Back in the day, some of us used to take riding lessons, graduating from the Pony Club to the BHS, with full knowledge of how to tack our horses, having memorised that blue handbook and the dressage tests. We rode at a stable with ex-race horses, which meant they had a temper and were very fast (read: trot = gallop). So even the mediocre riders like myself had the occasional ride, when all the best horses had been taken, that were more like rodeo sessions and made one want to quit. Once, I went rode one of the naughtiest horses of all, because my mother said I could ride it. I could not. She could have, but that is another story. I was thrown to the ground and had the wind knocked out of me. And one of the women, who was as if born on a horse, who had brought in her own towering black beauty, so it was not an ex-race horse, witnessed the whole thing, and asked that I immediately get on her horse so I wouldn't spend the rest of my life dreading the creatures.

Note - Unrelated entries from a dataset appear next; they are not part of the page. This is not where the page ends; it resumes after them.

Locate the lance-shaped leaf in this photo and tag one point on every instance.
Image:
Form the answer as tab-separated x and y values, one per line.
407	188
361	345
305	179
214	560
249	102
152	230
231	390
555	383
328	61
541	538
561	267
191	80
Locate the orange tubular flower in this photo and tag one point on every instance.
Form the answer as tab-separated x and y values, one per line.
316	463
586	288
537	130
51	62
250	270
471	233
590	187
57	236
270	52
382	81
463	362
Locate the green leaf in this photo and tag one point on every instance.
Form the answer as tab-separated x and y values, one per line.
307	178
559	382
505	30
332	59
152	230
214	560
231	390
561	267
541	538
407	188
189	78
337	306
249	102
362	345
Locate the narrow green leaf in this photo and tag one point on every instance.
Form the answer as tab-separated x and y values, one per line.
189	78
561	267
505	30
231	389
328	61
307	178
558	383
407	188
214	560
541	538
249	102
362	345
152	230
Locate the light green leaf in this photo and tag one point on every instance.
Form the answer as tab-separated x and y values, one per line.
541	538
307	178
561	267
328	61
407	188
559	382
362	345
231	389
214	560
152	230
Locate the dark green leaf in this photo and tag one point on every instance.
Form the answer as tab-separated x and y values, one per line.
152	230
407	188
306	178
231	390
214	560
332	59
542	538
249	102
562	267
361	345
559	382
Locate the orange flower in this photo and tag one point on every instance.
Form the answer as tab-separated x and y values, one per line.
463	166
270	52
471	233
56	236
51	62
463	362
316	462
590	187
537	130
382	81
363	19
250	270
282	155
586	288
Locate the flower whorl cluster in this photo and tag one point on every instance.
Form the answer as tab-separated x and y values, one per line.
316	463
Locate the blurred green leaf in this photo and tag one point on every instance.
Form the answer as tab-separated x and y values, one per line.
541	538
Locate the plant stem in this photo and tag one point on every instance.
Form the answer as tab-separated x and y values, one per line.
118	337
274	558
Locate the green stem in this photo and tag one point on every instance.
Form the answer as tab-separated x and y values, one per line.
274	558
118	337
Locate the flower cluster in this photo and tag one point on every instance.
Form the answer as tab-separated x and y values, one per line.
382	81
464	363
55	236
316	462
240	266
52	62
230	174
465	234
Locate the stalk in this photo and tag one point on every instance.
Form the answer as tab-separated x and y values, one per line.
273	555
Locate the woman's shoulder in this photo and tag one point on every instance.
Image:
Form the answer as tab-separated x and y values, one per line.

Her horse was so nice; like the kind children dream about, galloping in slow motion across the plains...
And I was thinking of this today as, for the second time this week, I was so pleased with this year's group of students. I don't want to get my hopes up, but it seems like after three years of students with egos bigger than their cahiers, this year, I may be cured of my occasional dread of teaching by students with whom it is possible to work. There is a reason we are told to get back on the horse, one day, there is a reason.